Without this funding, there would have been no harm reduction counsellors who saw past addiction to the person underneath, there would have been no extended clinic hours to make care possible for working mothers. These services are now terminated. The gap is yet to be filled.

Another darker reality to consider is that donor-funded projects were only barely keeping the consequences of years of austerity health budgets at bay.

Those who serve South Africa’s chronically under-resourced public health sector have been in survival mode for years and there is ample evidence of the dehumanising impact this has had on health workers and those in their care.

How a broken system breaks the people who serve and use it 


Health workers are often forced to watch their patients die unnecessarily due to staff shortages, stockouts and equipment failures, and often they are prevented from speaking out.

The TAC’s 2024 national report into the state of South Africa’s 4,000 clinics was published just a few months before Trump started gutting aid. The document, notably compiled with support from USAid, paints a dark picture. It doubles as a compendium of anecdotes about what happens when health workers are pushed beyond their limits. The TAC found that:

  • Key populations face widespread homophobia and mistreatment at government clinics. “[The nurses] support each other in chasing us away from the clinic,” as one drug user put it.
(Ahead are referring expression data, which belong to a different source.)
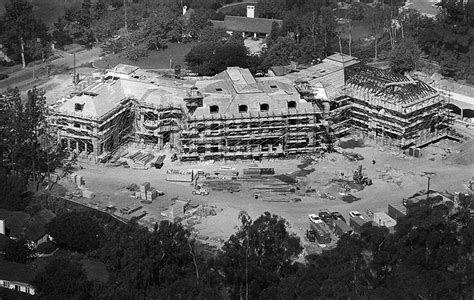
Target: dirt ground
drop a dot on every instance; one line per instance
(394, 177)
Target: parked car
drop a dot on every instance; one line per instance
(355, 213)
(337, 216)
(314, 218)
(325, 215)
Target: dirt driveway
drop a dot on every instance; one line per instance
(108, 184)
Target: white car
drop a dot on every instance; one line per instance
(314, 218)
(355, 213)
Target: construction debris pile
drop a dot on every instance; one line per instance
(391, 175)
(145, 192)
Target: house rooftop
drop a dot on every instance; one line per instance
(102, 97)
(236, 91)
(389, 86)
(244, 24)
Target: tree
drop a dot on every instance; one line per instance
(405, 56)
(27, 141)
(62, 279)
(199, 20)
(282, 51)
(216, 52)
(76, 231)
(258, 255)
(22, 33)
(271, 9)
(157, 264)
(18, 251)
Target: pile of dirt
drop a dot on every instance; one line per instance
(465, 155)
(351, 143)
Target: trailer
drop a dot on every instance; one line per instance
(340, 227)
(158, 163)
(397, 211)
(323, 236)
(182, 176)
(382, 219)
(356, 224)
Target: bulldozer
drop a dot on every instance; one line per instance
(360, 178)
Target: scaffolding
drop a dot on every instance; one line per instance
(251, 135)
(397, 108)
(96, 136)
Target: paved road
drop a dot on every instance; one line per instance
(36, 74)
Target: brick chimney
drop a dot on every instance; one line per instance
(2, 227)
(250, 11)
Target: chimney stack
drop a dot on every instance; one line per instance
(250, 11)
(2, 227)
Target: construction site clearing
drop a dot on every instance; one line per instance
(291, 188)
(329, 138)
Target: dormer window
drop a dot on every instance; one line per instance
(214, 109)
(78, 106)
(243, 108)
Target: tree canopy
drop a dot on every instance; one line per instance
(217, 51)
(405, 56)
(258, 255)
(79, 232)
(63, 279)
(24, 37)
(27, 146)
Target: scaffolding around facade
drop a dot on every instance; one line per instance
(236, 116)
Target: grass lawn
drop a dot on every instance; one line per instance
(95, 270)
(47, 10)
(155, 59)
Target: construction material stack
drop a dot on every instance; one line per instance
(397, 211)
(356, 224)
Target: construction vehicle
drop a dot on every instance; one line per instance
(322, 234)
(311, 235)
(174, 157)
(352, 156)
(360, 178)
(199, 190)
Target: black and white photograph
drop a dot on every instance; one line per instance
(236, 149)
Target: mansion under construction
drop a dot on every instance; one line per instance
(235, 115)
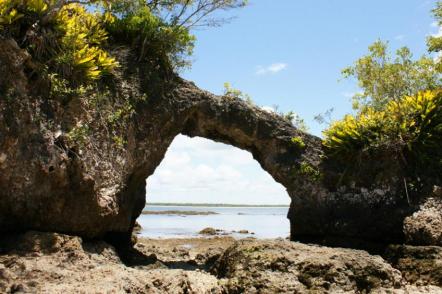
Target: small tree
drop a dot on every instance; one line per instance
(383, 78)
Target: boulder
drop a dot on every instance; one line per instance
(424, 227)
(280, 266)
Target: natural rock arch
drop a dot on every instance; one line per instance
(98, 190)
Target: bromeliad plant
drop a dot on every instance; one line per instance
(411, 127)
(67, 39)
(72, 40)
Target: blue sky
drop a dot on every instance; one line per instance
(287, 53)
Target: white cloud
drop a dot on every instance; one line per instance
(200, 170)
(348, 94)
(268, 109)
(271, 69)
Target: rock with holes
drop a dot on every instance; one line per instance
(424, 227)
(280, 266)
(77, 162)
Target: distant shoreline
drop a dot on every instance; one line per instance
(178, 212)
(215, 205)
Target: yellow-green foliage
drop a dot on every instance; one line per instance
(83, 35)
(73, 44)
(298, 142)
(165, 44)
(411, 126)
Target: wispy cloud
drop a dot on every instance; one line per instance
(271, 69)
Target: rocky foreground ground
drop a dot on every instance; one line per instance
(37, 262)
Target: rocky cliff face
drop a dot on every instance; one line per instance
(79, 165)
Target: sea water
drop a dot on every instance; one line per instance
(264, 222)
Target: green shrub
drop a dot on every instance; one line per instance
(410, 127)
(298, 142)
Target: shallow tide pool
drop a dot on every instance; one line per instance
(264, 222)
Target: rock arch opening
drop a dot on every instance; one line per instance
(237, 190)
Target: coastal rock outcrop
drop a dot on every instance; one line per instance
(78, 165)
(424, 226)
(36, 262)
(287, 267)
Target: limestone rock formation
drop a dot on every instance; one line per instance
(54, 263)
(424, 226)
(36, 262)
(78, 165)
(287, 267)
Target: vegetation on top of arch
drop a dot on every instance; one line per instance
(72, 38)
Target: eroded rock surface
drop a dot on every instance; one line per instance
(424, 227)
(77, 165)
(288, 267)
(53, 263)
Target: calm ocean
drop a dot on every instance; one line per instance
(265, 222)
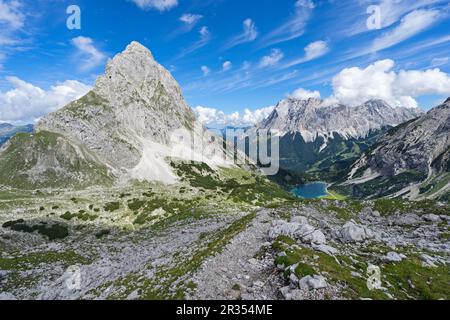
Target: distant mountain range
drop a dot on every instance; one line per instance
(411, 160)
(123, 131)
(320, 141)
(7, 131)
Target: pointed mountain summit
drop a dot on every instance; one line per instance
(123, 128)
(135, 99)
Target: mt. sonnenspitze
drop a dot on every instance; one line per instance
(123, 128)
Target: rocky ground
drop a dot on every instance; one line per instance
(315, 253)
(153, 244)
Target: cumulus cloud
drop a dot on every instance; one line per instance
(12, 20)
(160, 5)
(294, 27)
(304, 94)
(204, 39)
(411, 25)
(205, 70)
(10, 15)
(275, 56)
(25, 103)
(354, 86)
(215, 117)
(249, 34)
(190, 19)
(226, 65)
(91, 57)
(315, 50)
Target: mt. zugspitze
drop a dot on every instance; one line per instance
(312, 119)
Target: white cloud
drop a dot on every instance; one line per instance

  • The smallest misstep can derail care for patients regardless of their orientation or their healthcare needs. Those who miss an appointment to pick up their ARVs or show up late face the schoolyard punishment of being sent to the “back of the queue’’. Failing to bring the right paperwork can result in much worse.

  • Health workers also chase people away if they do not have SA ID documents or ‘’transfer letters’’, even threatening to call the police in one instance.


One patient from Mpumalanga explained: “I walked out crying. I could not get contraceptives. When I came back I discovered I was pregnant. I was shouted at too.”

The silence before the storm 


tb Although TB is curable, the disease kills 150 people a day in South Africa. (Photo: EPA / Daniel Irungu)



We are already witnessing the fabric of South Africa’s HIV and TB programmes unravel. Data capturers were among the first people to be let go because of the cuts, which means we will soon have to navigate the impact of the crisis without it. The consequences will be severe:

  • Follow-up appointments and adherence support will soon disappear as clinics battle to track patients. Skipping doses would lead to a rise in cases of treatment resistance.

  • HIV testing services are collapsing too, even in hospitals, and services such as maternal and child health screenings, specialised HIV care, and services offering PrEP for young women are disappearing.

  • TB screening is already minimal, fuelling transmission and mortality.

  • Case management programmes are shutting down and leaving thousands without peer support.

  • Key populations have lost access to HIV testing, treatment and harm reduction services.

  • Gender-based violence prevention and support services are at risk. In just one instance, services for 33,000 GBV survivors will soon vanish, cruelly cutting off post-rape HIV prevention, psychosocial support and legal aid for those in crisis in future, too.


Without these services, more people will contract HIV and TB, treatment failures will rise and the most vulnerable will be left without care.

Recent modelling published in the Annals of Medicine suggests South Africa’s health system will initially save money on HIV because fewer people will test and require lifelong treatment. In the long run though, the government will have to spend more on treatment as more people require hospitalisation and more complicated care regimens.

The models show that the funding crisis could cost South Africa between 600,000 and a million lives over 10 years, depending on how quickly the health system responds.

Our country’s HIV response has a long way to go, but we have come too far to once again measure the cost of fragmented health services in lives lost.

Tian Johnson is the founder and strategist of health advocacy group African Alliance. Fatima Hassan is the director of the legal non-profit Health Justice Initiative. Sibongile Tshabalala chairs the Treatment Action Campaign.